As the houselights dimmed, an expectant hush fell over the crowd. And never lifted. It was like being in an audience consisting entirely of mutes and mimes.
Swamis and maharishis are (potentially funny) people, too -- no more lampoon-proof than priests, rabbis or imams. But with "The Love Guru," multi-talented mega-comic Mike Myers has achieved the impossible: a comedy that's unfunny in general and in every particular.
Myers plays Guru Pitka, a Yankee raised on an ashram in India. His dharma nonsense includes power-point presentations on the words "intimacy" ("Into Me I See") and "nowhere" ("Now Here!").
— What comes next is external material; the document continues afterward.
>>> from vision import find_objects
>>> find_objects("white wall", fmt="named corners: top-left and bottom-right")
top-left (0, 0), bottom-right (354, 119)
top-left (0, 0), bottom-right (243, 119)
Currently, he is the world's second-biggest guru -- after Deepak Chopra. With a burning, jealous desire to appear on "Oprah," he and his Faithful Indian Companion Rajneesh (Manu Narayan, who grew up in Delmont) are lured back to the States by the lucrative prospects of its self-help business.
There, Guru Pitka's first spiritual challenge is to restore romantic and professional bliss to Toronto Maple Leafs hockey star Darren Roanoke (Romany Malco), whose foxy wife (Megan Good) has dumped him for rival star Jacques Le Coq Grande (Justin Timberlake). Jessica Alba plays the team's unpopular owner. Its head coach, Punch Cherkov, is played by dwarfish Verne Troyer, better known (and cast) as Dr. Evil's Mini-Me in the "Austin Powers" series.
All of them are dwarfed by the film's huge quantity and low quality of juvenile humor: more penile and testicular jokes than you can shake a truss at, including: "If your Uncle Jack helped you off an elephant, would you help your Uncle Jack off an elephant?" (Speaking of which, there's an actual elephant-coupling scene.)
Along the way, there are a few mildly amusing spoofs of Bollywood song-and-dance numbers (lyrics: "Surely you are a goddess who fills my heart with lugubrious recalcitrance"), plus parodies of Dolly Parton's "9 to 5" and Steve Miller's "Joker," as well as a nice Mike and Manu guitar-sitar duet. Had its primary comic focus been musical rather than scatological, "Love Guru" might have swum instead of sunk.
The only explanation for throwing hockey and the Maple Leafs into this lethal mix is that Myers loves the game and lives in Toronto -- i.e., a Canadian's desire to shoot, shuck and jive for six weeks in Canada.
I'm a big fan of Myers' "Wayne's World," his inspired Linda Richman and Austin Powers characters, and his "So I Married an Axe Murderer." But he falls flat here, taking the likes of Ben Kingsley, Kanye West, Val Kilmer and Jessica Simpson (embarrassing themselves in minor roles) along with him. Only Stephen Colbert's drug-crazed sports broadcaster and Tonto-like sidekick Narayan come away unscathed.
Marco Schnabel, who was second-unit director on all three of the Austin Powers movies, is an adoring fan and pal of Myers. This is Schnabel's feature-film debut -- and, it is hoped, swan song. He should have chosen self-immolation, in protest, rather than accept this assignment. The slapstick mess of a script by Myers and Graham Gordy is as ethnist-racist as it gets, doing for Indian sensibilities what the Stepin Fetchit flicks did for African Americans.
Remember the audience's stunned silence that greeted "Springtime for Hitler" in "The Producers"? That collective spell of disbelief -- how could anything be so appallingly tasteless? -- was followed by a delayed realization of how funny it was.
In "Love Guru," stupefaction reigns and remains, from beginning to end.